Under the red robe by Stanley John Weyman
‘If you have never robbed a man – or a woman – of honour! If you have never ruined boy or girl, Monsieur de Berault! If you have never pushed another into the pit and gone by it yourself! If – but, for murder?’… Thus the lovely Mademoiselle de Cocheforêt seeks to reach the heart of the ill-famed Gil de Berault, known throughout Paris as ‘The Black Death’. And the hardened duellist sent to spy out and arrest her brother feels the first stirrings of shame. ‘Her gentleness, her pity, her humility softened me, while they convicted me. My God, how, after this, could I do that which I had come to do?’

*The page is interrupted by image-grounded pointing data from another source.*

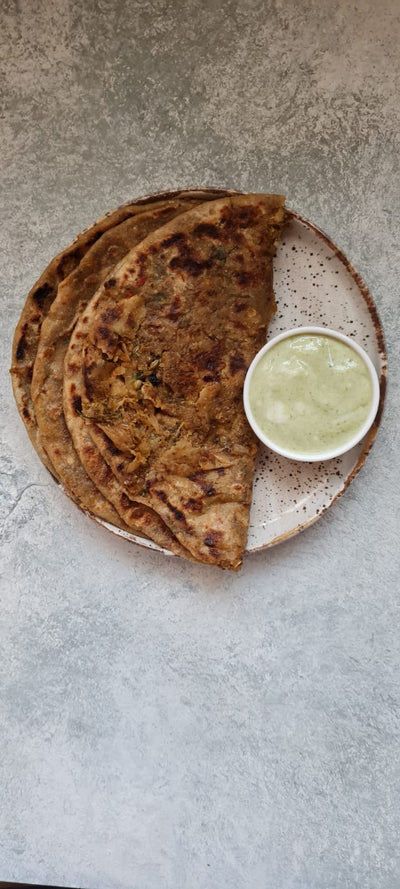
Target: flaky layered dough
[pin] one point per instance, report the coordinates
(42, 335)
(154, 372)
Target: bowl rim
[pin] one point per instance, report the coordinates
(332, 452)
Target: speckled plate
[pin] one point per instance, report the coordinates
(314, 284)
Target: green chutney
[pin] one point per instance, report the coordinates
(310, 393)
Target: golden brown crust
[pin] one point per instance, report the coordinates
(167, 341)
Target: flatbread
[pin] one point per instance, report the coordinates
(44, 291)
(72, 297)
(49, 315)
(155, 368)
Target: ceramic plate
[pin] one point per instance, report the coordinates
(314, 285)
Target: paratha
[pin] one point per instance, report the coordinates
(155, 369)
(49, 314)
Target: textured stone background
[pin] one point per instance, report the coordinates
(162, 725)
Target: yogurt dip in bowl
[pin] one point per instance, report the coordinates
(311, 394)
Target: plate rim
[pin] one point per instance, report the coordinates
(381, 349)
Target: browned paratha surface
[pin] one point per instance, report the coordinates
(154, 372)
(48, 317)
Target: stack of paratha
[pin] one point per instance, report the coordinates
(129, 361)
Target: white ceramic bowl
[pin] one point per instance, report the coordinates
(327, 454)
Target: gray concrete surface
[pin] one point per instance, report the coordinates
(163, 725)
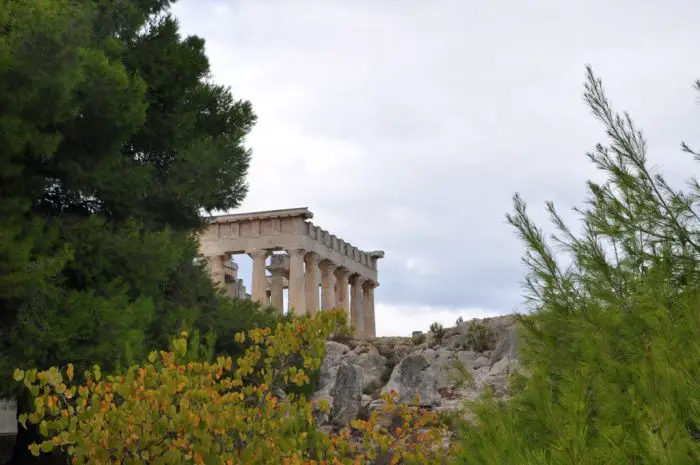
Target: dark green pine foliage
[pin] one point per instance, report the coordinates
(612, 349)
(113, 141)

This swashbuckling story of love and hate, intrigue and adventure, in the reign of Cardinal Richelieu and Louis XIII of France, has been a best-seller ever since its first appearance in 1894. It will delight all peacock readers, boys as well as girls, with a liking for historical novels.

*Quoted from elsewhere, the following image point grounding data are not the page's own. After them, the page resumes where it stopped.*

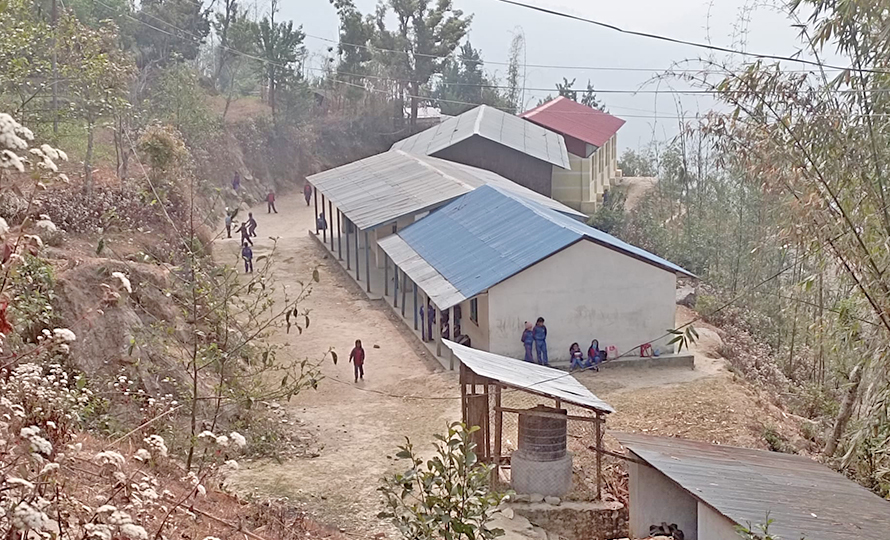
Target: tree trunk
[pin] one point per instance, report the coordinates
(846, 411)
(88, 161)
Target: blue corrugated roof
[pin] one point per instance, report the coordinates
(484, 237)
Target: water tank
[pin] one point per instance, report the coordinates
(542, 438)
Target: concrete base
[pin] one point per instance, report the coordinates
(548, 478)
(575, 520)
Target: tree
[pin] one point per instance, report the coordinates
(446, 496)
(464, 81)
(516, 73)
(171, 31)
(97, 75)
(425, 36)
(280, 45)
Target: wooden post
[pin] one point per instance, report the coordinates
(414, 288)
(404, 287)
(315, 200)
(599, 456)
(367, 262)
(340, 236)
(331, 222)
(357, 264)
(437, 329)
(348, 261)
(395, 284)
(324, 232)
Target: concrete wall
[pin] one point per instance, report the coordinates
(715, 526)
(521, 168)
(585, 291)
(654, 498)
(478, 332)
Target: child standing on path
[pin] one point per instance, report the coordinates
(247, 255)
(540, 334)
(528, 340)
(357, 357)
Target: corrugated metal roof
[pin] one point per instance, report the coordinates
(525, 375)
(495, 125)
(490, 234)
(803, 498)
(568, 117)
(382, 188)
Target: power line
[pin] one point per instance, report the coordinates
(668, 39)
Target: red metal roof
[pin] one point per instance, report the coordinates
(573, 119)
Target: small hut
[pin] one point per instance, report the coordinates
(540, 461)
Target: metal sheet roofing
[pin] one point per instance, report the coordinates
(490, 234)
(387, 186)
(495, 125)
(803, 498)
(573, 119)
(527, 376)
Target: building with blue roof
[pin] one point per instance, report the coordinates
(494, 259)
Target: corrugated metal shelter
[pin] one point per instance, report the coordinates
(485, 237)
(378, 190)
(504, 259)
(575, 120)
(484, 375)
(493, 140)
(803, 498)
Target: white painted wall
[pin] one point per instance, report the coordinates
(654, 499)
(715, 526)
(585, 291)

First published January 1, 1894
It was bold to take Richelieu and his time as a subject and thus to challenge comparison with Dumas’s immortal musketeers; but the result justifies the boldness…. The plot is admirably clear and strong, the diction singularly concise and telling, and the stirring events are so managed as not to degenerate into sensationalism. Few better novels of adventure than this have ever been written.